Tony Snow, my first editorial page editor, I wish was alive to thank in person. Tony gave me my first actual political cartooning job with “The Daily Press” of Newport News, Virginia. I worked hidden away in a custodian’s closet next to the printing press and I loved working with Tony, my brilliant old school Republican arch-enemy and delightful friend, whose response to outraged readers I never forgot. “I’m confident our democratic republic will survive our petty differences.”
Thank you, Daryl Cagle, for syndicating my cartoons worldwide and introducing me to so many wonderful cartoonists who became friends, greats like Angel Boligan, Pedro Molina and Emad Hajjaj. And thanks for dragging me to amazing cartoonist gatherings in Paris and Mexico City.
Thanks to Scott Stantis, Chris Britt, Pat Bagley, Jack Ohman, Jim Borgman and Steve Benson, the best cartoonists and the best friends a cartoonist could ever have.
Thanks to Jim Kiser, Sarah Gassen, Susan Albright and Curt Prendergast, the best opinion page editors west of the San Pedro River, for the gift of constructive criticism, the assurance that you had my back, and the finest gift of all, an enduring collegial friendship.
Thanks to the fool in management who thought running a column by a cartoonist would be a good idea. Thank you for a second magical life.

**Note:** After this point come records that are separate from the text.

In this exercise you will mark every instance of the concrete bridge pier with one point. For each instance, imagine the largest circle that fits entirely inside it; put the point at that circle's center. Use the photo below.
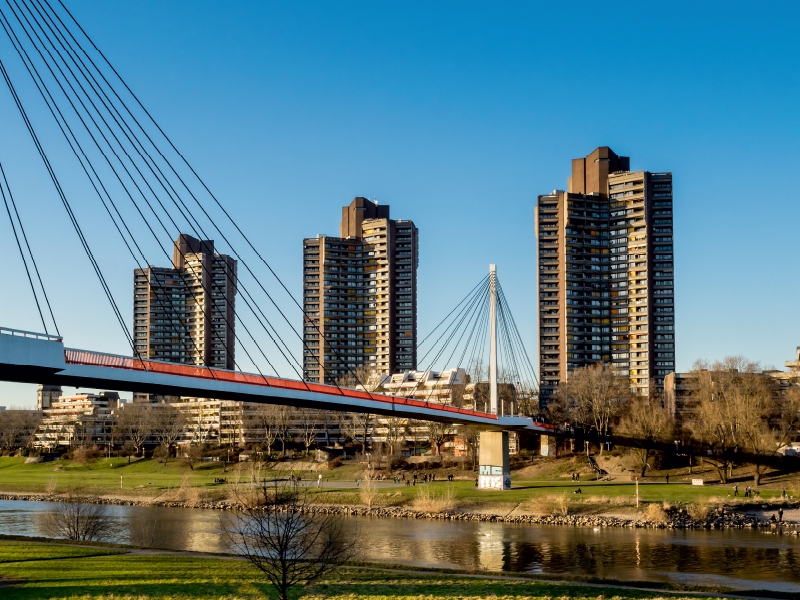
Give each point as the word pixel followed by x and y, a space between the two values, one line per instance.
pixel 494 468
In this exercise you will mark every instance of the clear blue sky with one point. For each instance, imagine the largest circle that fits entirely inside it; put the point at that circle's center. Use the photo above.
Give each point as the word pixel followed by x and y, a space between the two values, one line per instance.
pixel 456 114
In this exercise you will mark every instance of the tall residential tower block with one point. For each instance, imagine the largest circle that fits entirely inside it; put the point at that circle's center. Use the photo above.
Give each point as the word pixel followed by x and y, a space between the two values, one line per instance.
pixel 606 274
pixel 185 313
pixel 360 295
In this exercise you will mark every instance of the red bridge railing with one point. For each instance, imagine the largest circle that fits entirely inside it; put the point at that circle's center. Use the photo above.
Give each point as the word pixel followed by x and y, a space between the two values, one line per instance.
pixel 85 357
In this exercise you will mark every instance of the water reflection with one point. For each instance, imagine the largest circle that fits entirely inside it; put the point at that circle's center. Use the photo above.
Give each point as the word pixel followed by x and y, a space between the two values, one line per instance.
pixel 741 558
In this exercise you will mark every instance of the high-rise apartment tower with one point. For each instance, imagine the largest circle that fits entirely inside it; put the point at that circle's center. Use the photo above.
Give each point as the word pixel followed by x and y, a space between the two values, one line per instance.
pixel 606 274
pixel 185 313
pixel 360 295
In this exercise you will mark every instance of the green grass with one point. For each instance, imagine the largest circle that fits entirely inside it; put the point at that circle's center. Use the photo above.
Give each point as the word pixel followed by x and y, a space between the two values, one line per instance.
pixel 18 551
pixel 48 571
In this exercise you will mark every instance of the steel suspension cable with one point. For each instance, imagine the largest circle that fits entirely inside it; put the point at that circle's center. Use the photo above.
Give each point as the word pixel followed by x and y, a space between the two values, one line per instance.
pixel 200 180
pixel 67 206
pixel 19 246
pixel 136 144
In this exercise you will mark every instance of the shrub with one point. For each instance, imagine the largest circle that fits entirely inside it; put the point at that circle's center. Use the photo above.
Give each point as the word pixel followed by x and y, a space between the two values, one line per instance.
pixel 548 505
pixel 399 464
pixel 656 513
pixel 428 500
pixel 86 455
pixel 698 510
pixel 74 519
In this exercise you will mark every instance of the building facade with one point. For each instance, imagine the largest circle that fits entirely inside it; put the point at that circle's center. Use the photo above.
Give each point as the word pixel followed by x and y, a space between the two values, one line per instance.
pixel 79 420
pixel 360 295
pixel 606 274
pixel 46 395
pixel 185 313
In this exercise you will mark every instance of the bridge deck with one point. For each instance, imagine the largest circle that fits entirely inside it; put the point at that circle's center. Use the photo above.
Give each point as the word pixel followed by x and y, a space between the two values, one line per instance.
pixel 33 358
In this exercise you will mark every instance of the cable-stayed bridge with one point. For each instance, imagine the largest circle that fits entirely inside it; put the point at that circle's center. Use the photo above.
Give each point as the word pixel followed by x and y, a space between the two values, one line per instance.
pixel 133 173
pixel 28 357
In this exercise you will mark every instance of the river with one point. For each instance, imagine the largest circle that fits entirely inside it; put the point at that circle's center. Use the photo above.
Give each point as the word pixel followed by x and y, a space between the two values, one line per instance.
pixel 741 559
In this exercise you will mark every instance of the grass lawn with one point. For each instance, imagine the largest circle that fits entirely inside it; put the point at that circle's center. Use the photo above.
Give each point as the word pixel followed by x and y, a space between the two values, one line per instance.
pixel 53 571
pixel 149 478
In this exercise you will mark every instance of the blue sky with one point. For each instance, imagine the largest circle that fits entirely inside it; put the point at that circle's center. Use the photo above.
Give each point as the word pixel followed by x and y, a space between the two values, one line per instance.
pixel 457 115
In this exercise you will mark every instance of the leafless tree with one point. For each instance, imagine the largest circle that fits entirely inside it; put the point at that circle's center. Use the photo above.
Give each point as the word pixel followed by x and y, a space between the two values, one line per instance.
pixel 282 424
pixel 472 436
pixel 17 427
pixel 277 531
pixel 528 401
pixel 74 519
pixel 734 402
pixel 192 454
pixel 362 377
pixel 396 430
pixel 267 417
pixel 309 422
pixel 595 396
pixel 86 455
pixel 168 424
pixel 358 425
pixel 646 421
pixel 438 433
pixel 135 423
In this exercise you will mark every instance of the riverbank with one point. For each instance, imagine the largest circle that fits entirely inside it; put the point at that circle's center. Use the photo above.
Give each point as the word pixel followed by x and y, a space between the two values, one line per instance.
pixel 542 494
pixel 103 572
pixel 650 516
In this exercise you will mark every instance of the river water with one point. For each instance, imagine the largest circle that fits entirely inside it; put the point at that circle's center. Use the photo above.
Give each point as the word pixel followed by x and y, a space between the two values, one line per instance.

Thanks to the ghosts who haunt the newsroom in my heart, the souls who made me the journalist I am. Judy Donovan. Tom Turner. So many others.
Thank you, George Ureas. When you left us, I rescued your steel and glass compositor’s desk. It’s my drawing board now and I like to believe it’s haunted by your fine-humored spirit. You and every other compositor and press man made the Star a daily success and my life possible.
Thank you, Bobbie Jo Buel and Jill Jorden Spitz for your support, for your leadership in these challenging times, and for relentlessly leaning into the future where the Star will thrive.
Thank you for welcoming me into your homes. You have given me an unimaginable life. I may be retiring but I’m not giving you up. The column stays. And maybe the occasional cartoon. Unless I’m taking a longer than usual vacation. But I’m sure you’ll understand.
I am the luckiest retired cartoonist I know.